多紀が演技の道を歩み出したのは、皆間真奈美という女優に魅せられたからだ。
初めて皆間真奈美に心を惹かれたのは、彼女が別の世界へと多紀を連れて行ってくれた。同じ世界でも、役者が演じれば、別の世界を作り出せることを知った。ありふれた多紀の世界を、彼女の演技が覆してくれたのだ。
もし真奈美に出会わなければ、多紀はずっと退屈な人生を歩んでいただろう。
「私は、可能性を知ったの。演技を通して、人の運命も覆せるんだっていう可能性を」
世界を広げてあげられる人になりたい。
辛い現実にいたとしても、多紀の演技を見ることで、別の世界もあるんだと考えを転換してほしい。劇を見るだけでは現実は変わらないかもしれないけど、せめて観劇している間だけは、現実を忘れてほしい。
そんな影響力を持った役者に、多紀はなりたかった。
存在そのものが光り輝いていた、元国民的女優の皆間真奈美のように。
――これが、多紀が役者を続ける理由だ。
だけど、そのことを忘れて、いつしか名声だけを追い求めるようになっていた。好きだった演技も、有名になるための手段と化していたのだ。
「演技が巧いだけの役者になりかけていたって、今気が付いて良かった。私が目指すのは、人の心を動かして、その人の世界を少しだけでも変えて上げられるような、そんな女優なの。……これが、あの時言えなかった答えよ、世宇」
ゆっくりと顔を上げる多紀。顔を上げた多紀を、咎める者は誰もいなかった。世宇も、静かに耳を傾けている。多紀は想いを噛み締めるように、一度だけ胸に手を当てた。大丈夫、多紀の内に宿る火は消えていない。むしろ、今言葉にしたことで、更に火が燃え盛っている。
「――だから、ね。私、何でもする!」
役者を目指すようになった初心。今度は消さない、決して。
「主役も脇役も、裏方も関係ない! 演技に関われるなら、何だってする! それが今の私がしたいことよ!」
高らかに、堂々と宣言する多紀は、冷静沈着な北見多紀が持つイメージとは全く掛け離れていた。しかし、この場にいる誰もが、その姿が一皮むけた後の多紀だということを、言葉なくとも察していた。
「……ふふっ」
真っ先に静寂を裂いたのは、世宇だった。いつも物静かな世宇には珍しく、声を上げて、肩を震わせて笑っている。眼鏡の奥の目じりに、涙まで浮かべるほどだ。「やっぱ面白いわ、多紀は」と目じりに浮かんだ涙を、人差し指で拭う。
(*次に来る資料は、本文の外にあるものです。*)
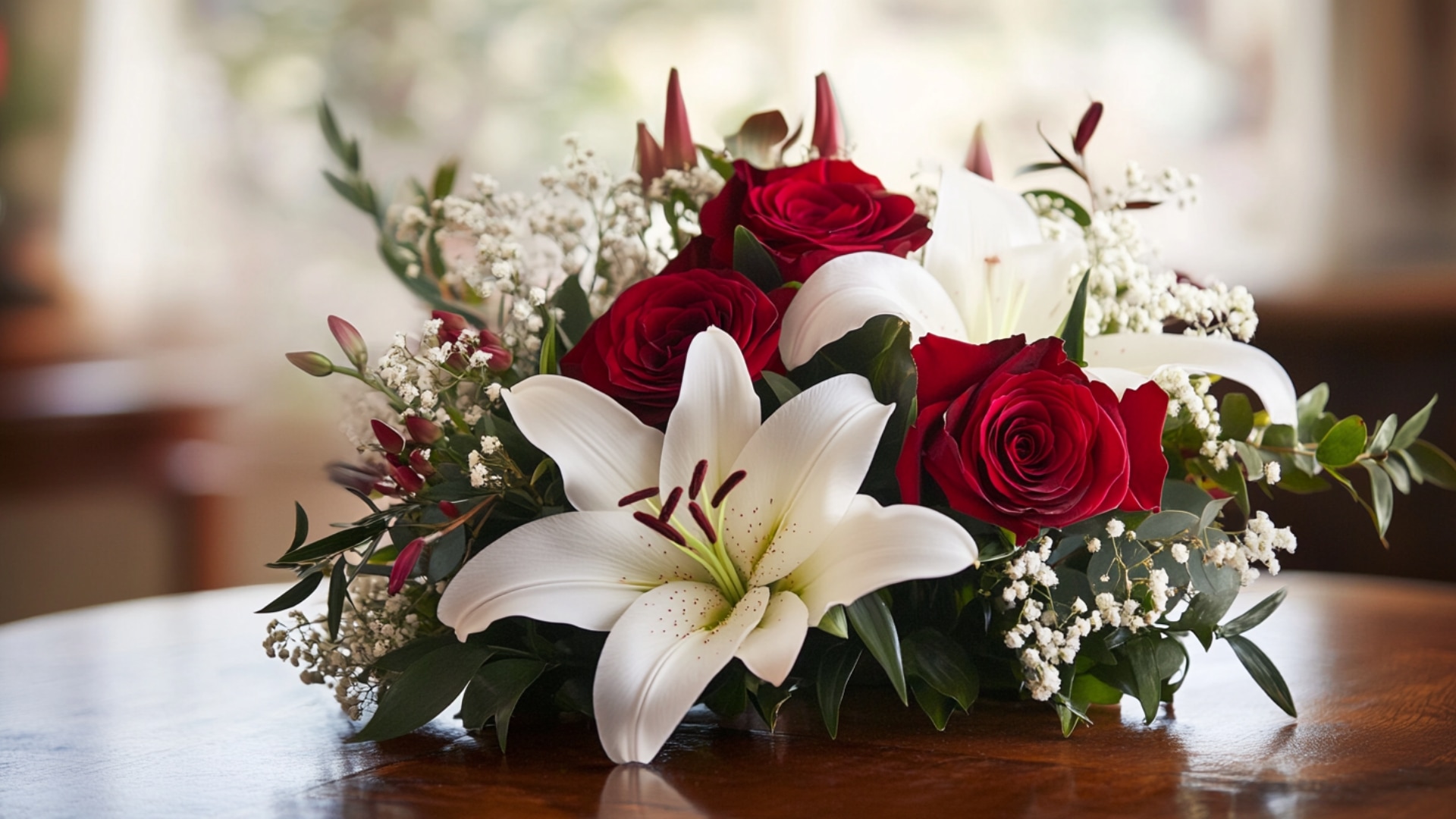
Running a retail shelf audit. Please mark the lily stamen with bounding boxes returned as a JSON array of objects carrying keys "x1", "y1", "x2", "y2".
[{"x1": 714, "y1": 469, "x2": 748, "y2": 509}]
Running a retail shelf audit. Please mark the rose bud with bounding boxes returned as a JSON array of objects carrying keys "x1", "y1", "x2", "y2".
[
  {"x1": 410, "y1": 449, "x2": 435, "y2": 478},
  {"x1": 810, "y1": 74, "x2": 845, "y2": 158},
  {"x1": 636, "y1": 121, "x2": 663, "y2": 193},
  {"x1": 284, "y1": 353, "x2": 334, "y2": 378},
  {"x1": 1072, "y1": 102, "x2": 1102, "y2": 155},
  {"x1": 965, "y1": 122, "x2": 993, "y2": 179},
  {"x1": 663, "y1": 68, "x2": 698, "y2": 171},
  {"x1": 329, "y1": 316, "x2": 369, "y2": 369},
  {"x1": 405, "y1": 416, "x2": 444, "y2": 446},
  {"x1": 389, "y1": 463, "x2": 425, "y2": 494},
  {"x1": 369, "y1": 419, "x2": 405, "y2": 455},
  {"x1": 389, "y1": 538, "x2": 425, "y2": 595}
]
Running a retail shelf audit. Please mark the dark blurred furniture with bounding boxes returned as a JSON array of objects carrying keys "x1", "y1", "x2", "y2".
[
  {"x1": 0, "y1": 574, "x2": 1456, "y2": 819},
  {"x1": 1252, "y1": 279, "x2": 1456, "y2": 580}
]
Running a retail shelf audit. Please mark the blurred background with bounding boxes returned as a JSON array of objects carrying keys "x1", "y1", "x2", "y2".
[{"x1": 0, "y1": 0, "x2": 1456, "y2": 623}]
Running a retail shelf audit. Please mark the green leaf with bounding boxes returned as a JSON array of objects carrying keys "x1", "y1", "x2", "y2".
[
  {"x1": 1059, "y1": 270, "x2": 1092, "y2": 361},
  {"x1": 1294, "y1": 383, "x2": 1329, "y2": 443},
  {"x1": 1122, "y1": 637, "x2": 1162, "y2": 724},
  {"x1": 1315, "y1": 416, "x2": 1366, "y2": 469},
  {"x1": 284, "y1": 501, "x2": 309, "y2": 554},
  {"x1": 350, "y1": 642, "x2": 491, "y2": 742},
  {"x1": 1219, "y1": 588, "x2": 1288, "y2": 640},
  {"x1": 1138, "y1": 509, "x2": 1200, "y2": 541},
  {"x1": 845, "y1": 592, "x2": 910, "y2": 705},
  {"x1": 552, "y1": 275, "x2": 592, "y2": 344},
  {"x1": 429, "y1": 158, "x2": 460, "y2": 199},
  {"x1": 1391, "y1": 395, "x2": 1439, "y2": 450},
  {"x1": 1022, "y1": 190, "x2": 1092, "y2": 228},
  {"x1": 1360, "y1": 460, "x2": 1395, "y2": 538},
  {"x1": 733, "y1": 224, "x2": 783, "y2": 293},
  {"x1": 910, "y1": 678, "x2": 956, "y2": 732},
  {"x1": 329, "y1": 558, "x2": 350, "y2": 642},
  {"x1": 814, "y1": 642, "x2": 864, "y2": 739},
  {"x1": 1226, "y1": 637, "x2": 1299, "y2": 717},
  {"x1": 900, "y1": 628, "x2": 981, "y2": 711},
  {"x1": 1402, "y1": 440, "x2": 1456, "y2": 491},
  {"x1": 1366, "y1": 413, "x2": 1401, "y2": 455},
  {"x1": 457, "y1": 659, "x2": 546, "y2": 752},
  {"x1": 1219, "y1": 392, "x2": 1254, "y2": 441},
  {"x1": 253, "y1": 571, "x2": 323, "y2": 613},
  {"x1": 763, "y1": 370, "x2": 799, "y2": 406}
]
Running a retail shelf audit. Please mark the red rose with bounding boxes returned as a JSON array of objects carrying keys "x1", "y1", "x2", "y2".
[
  {"x1": 667, "y1": 158, "x2": 930, "y2": 281},
  {"x1": 560, "y1": 270, "x2": 779, "y2": 425},
  {"x1": 897, "y1": 335, "x2": 1168, "y2": 544}
]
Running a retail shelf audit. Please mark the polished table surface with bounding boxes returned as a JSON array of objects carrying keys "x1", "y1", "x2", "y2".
[{"x1": 0, "y1": 574, "x2": 1456, "y2": 817}]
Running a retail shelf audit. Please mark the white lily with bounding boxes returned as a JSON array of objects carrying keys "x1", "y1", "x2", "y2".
[
  {"x1": 779, "y1": 168, "x2": 1296, "y2": 424},
  {"x1": 440, "y1": 328, "x2": 975, "y2": 762}
]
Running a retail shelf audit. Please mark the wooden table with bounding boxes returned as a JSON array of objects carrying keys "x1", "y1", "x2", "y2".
[{"x1": 0, "y1": 567, "x2": 1456, "y2": 819}]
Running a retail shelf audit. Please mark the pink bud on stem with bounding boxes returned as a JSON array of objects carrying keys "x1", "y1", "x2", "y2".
[
  {"x1": 329, "y1": 316, "x2": 369, "y2": 369},
  {"x1": 663, "y1": 68, "x2": 698, "y2": 171},
  {"x1": 965, "y1": 122, "x2": 993, "y2": 179},
  {"x1": 810, "y1": 74, "x2": 845, "y2": 158}
]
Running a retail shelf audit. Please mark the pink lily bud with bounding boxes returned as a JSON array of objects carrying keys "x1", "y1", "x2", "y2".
[
  {"x1": 405, "y1": 416, "x2": 444, "y2": 446},
  {"x1": 663, "y1": 68, "x2": 698, "y2": 171},
  {"x1": 1072, "y1": 102, "x2": 1102, "y2": 155},
  {"x1": 369, "y1": 419, "x2": 405, "y2": 455},
  {"x1": 389, "y1": 463, "x2": 425, "y2": 494},
  {"x1": 329, "y1": 316, "x2": 369, "y2": 367},
  {"x1": 410, "y1": 449, "x2": 435, "y2": 478},
  {"x1": 810, "y1": 74, "x2": 845, "y2": 158},
  {"x1": 636, "y1": 120, "x2": 663, "y2": 191},
  {"x1": 284, "y1": 353, "x2": 334, "y2": 378},
  {"x1": 965, "y1": 122, "x2": 993, "y2": 179},
  {"x1": 389, "y1": 538, "x2": 425, "y2": 595}
]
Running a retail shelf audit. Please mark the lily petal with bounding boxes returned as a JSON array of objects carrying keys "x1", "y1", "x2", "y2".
[
  {"x1": 594, "y1": 579, "x2": 769, "y2": 762},
  {"x1": 779, "y1": 252, "x2": 965, "y2": 370},
  {"x1": 1084, "y1": 332, "x2": 1299, "y2": 425},
  {"x1": 780, "y1": 495, "x2": 978, "y2": 623},
  {"x1": 657, "y1": 326, "x2": 761, "y2": 500},
  {"x1": 500, "y1": 376, "x2": 663, "y2": 512},
  {"x1": 738, "y1": 592, "x2": 810, "y2": 685},
  {"x1": 723, "y1": 375, "x2": 893, "y2": 586},
  {"x1": 440, "y1": 512, "x2": 709, "y2": 637}
]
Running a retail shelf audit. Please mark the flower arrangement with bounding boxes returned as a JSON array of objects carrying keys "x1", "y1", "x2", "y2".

「じゃあ、新しく生まれ変わった多紀に相応しい役をあげる」
そう言うと、世宇は手に持っていた脚本を多紀に渡した。
「ありがとう。どんな端役だって、私はこなしてみせるわ」
「違うよ。多紀に任せたいのは、端役よりも――、ううん、どんな主役よりも難しくて大切な役」
脚本を捲ると、すぐにマーカーが引かれている台詞が出て来た。次へ次へと捲る内、また彩られていく。マーカーが引かれているのは、全て叔母の台詞。大事な場面で何度も何度も登場するため、彩られている数はあまりにも多い。それが多紀に与えれた配役だと理解するまで、時間は必要なかった。
今回の多紀が演じる役は、主人公ナノに多種多様に変化を与える叔母。
今まで演じて来た役とは、違う。
主役として舞台を引っ張って来たけれど、今回は脇役として舞台を支えなければならない。
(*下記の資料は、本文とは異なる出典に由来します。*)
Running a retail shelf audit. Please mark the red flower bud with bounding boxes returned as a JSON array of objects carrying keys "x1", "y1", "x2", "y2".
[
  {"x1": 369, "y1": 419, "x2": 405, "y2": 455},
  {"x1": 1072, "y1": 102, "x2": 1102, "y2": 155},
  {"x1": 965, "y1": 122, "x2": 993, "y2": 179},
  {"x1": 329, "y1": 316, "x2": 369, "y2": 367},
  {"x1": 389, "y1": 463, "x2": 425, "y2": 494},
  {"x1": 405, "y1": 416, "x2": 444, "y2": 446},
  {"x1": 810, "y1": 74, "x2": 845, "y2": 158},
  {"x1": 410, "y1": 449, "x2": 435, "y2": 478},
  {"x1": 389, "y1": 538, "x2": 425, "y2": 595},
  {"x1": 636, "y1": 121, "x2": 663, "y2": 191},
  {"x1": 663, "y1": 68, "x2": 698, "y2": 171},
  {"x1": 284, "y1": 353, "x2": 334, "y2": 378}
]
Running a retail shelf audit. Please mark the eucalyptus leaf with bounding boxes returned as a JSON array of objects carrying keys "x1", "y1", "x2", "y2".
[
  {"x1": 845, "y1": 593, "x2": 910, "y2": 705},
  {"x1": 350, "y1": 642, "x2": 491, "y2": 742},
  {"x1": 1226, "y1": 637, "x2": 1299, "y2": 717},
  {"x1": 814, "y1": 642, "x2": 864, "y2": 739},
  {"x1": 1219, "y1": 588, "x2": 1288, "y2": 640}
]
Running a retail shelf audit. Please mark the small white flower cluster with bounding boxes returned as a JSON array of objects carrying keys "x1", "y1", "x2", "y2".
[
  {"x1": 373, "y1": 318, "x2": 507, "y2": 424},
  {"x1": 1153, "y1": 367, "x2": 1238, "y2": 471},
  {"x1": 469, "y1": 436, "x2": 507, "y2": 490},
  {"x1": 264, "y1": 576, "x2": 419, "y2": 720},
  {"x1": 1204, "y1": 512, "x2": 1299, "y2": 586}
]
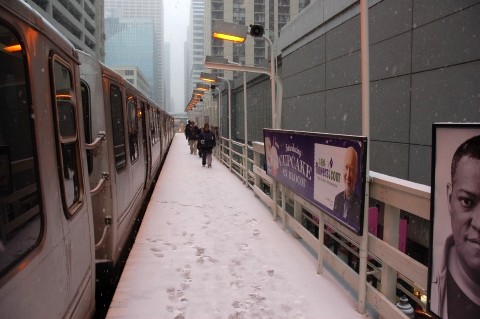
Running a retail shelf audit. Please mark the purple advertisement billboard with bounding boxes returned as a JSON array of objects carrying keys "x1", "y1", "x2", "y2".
[{"x1": 263, "y1": 129, "x2": 367, "y2": 235}]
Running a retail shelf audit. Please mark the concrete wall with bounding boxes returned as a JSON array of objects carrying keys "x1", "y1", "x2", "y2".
[
  {"x1": 280, "y1": 0, "x2": 480, "y2": 185},
  {"x1": 223, "y1": 0, "x2": 480, "y2": 185}
]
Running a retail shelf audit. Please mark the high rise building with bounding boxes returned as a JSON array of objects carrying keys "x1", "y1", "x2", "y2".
[
  {"x1": 197, "y1": 0, "x2": 310, "y2": 81},
  {"x1": 26, "y1": 0, "x2": 105, "y2": 61},
  {"x1": 105, "y1": 17, "x2": 156, "y2": 99},
  {"x1": 105, "y1": 0, "x2": 165, "y2": 107},
  {"x1": 186, "y1": 0, "x2": 206, "y2": 99}
]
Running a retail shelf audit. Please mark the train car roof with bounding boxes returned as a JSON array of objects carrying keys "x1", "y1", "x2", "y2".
[{"x1": 0, "y1": 0, "x2": 78, "y2": 62}]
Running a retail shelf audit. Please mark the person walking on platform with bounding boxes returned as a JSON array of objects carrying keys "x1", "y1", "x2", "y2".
[
  {"x1": 198, "y1": 123, "x2": 216, "y2": 167},
  {"x1": 185, "y1": 120, "x2": 193, "y2": 144},
  {"x1": 188, "y1": 122, "x2": 200, "y2": 155}
]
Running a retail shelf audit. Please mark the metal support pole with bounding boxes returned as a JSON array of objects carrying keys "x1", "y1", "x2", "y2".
[
  {"x1": 218, "y1": 76, "x2": 232, "y2": 172},
  {"x1": 263, "y1": 35, "x2": 278, "y2": 128},
  {"x1": 243, "y1": 72, "x2": 248, "y2": 187},
  {"x1": 357, "y1": 0, "x2": 370, "y2": 314},
  {"x1": 215, "y1": 86, "x2": 222, "y2": 161}
]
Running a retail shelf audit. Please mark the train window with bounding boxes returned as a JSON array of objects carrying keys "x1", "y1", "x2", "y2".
[
  {"x1": 110, "y1": 84, "x2": 127, "y2": 171},
  {"x1": 80, "y1": 81, "x2": 93, "y2": 175},
  {"x1": 52, "y1": 58, "x2": 82, "y2": 217},
  {"x1": 0, "y1": 22, "x2": 43, "y2": 276},
  {"x1": 127, "y1": 94, "x2": 139, "y2": 163}
]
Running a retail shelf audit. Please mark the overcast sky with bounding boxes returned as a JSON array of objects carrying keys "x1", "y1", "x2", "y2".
[{"x1": 163, "y1": 0, "x2": 191, "y2": 112}]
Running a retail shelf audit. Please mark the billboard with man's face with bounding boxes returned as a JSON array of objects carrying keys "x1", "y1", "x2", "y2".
[
  {"x1": 263, "y1": 129, "x2": 367, "y2": 235},
  {"x1": 427, "y1": 123, "x2": 480, "y2": 319}
]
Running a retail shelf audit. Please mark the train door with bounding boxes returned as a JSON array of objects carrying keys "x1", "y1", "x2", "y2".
[{"x1": 140, "y1": 101, "x2": 152, "y2": 188}]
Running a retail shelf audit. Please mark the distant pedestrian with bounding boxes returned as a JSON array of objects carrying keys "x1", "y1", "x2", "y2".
[
  {"x1": 199, "y1": 123, "x2": 216, "y2": 167},
  {"x1": 185, "y1": 120, "x2": 193, "y2": 142},
  {"x1": 188, "y1": 122, "x2": 200, "y2": 155}
]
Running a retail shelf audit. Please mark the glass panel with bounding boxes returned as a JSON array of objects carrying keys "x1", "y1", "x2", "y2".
[
  {"x1": 0, "y1": 23, "x2": 43, "y2": 275},
  {"x1": 127, "y1": 95, "x2": 138, "y2": 162},
  {"x1": 53, "y1": 60, "x2": 81, "y2": 215},
  {"x1": 110, "y1": 85, "x2": 126, "y2": 171}
]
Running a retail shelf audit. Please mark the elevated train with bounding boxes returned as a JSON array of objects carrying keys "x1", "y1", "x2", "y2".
[{"x1": 0, "y1": 0, "x2": 175, "y2": 318}]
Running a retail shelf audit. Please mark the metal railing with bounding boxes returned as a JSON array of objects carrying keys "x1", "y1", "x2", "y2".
[{"x1": 215, "y1": 138, "x2": 430, "y2": 319}]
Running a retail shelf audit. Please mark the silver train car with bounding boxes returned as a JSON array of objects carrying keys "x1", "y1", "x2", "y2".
[{"x1": 0, "y1": 0, "x2": 174, "y2": 318}]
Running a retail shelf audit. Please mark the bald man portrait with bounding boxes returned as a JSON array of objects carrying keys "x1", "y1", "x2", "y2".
[{"x1": 333, "y1": 147, "x2": 361, "y2": 228}]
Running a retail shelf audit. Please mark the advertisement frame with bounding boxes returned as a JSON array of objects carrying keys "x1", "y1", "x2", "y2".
[
  {"x1": 427, "y1": 123, "x2": 480, "y2": 319},
  {"x1": 263, "y1": 129, "x2": 367, "y2": 236}
]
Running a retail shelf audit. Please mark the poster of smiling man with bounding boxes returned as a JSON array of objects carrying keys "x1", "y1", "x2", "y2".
[
  {"x1": 263, "y1": 129, "x2": 367, "y2": 235},
  {"x1": 427, "y1": 123, "x2": 480, "y2": 319}
]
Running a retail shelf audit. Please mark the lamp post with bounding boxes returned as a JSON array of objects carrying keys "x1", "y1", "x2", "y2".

この叔母がいなければ、ナノは間違った道に進んでいた。あまりにも重要な役だ。
まさか、世宇がそんなに大切な役を多紀に割り振ってくれるとは思いもしなかった。
「文句があるなら、別の役にするけど?」
世宇の言葉は、更に多紀の心を焚きつけていく。その全てを見透かしたような不敵な顔、絶対に覆してやる。
多紀は全身を武者震いさせてから、音を立てて脚本を閉じると、
「――最高ね。やり甲斐があるわ」
迷いのない瞳で、堂々と口にした。
そして、多紀は稽古場に立つ。すると、稽古場の上には、多紀と同じ背格好――、けれど明らかに多紀とは異なる女性が姿を見せた。
多紀の姿は、演技をする度に与えられた役へと何度も何度も転じていく。
まさしく女優と呼ぶに相応しい姿だった。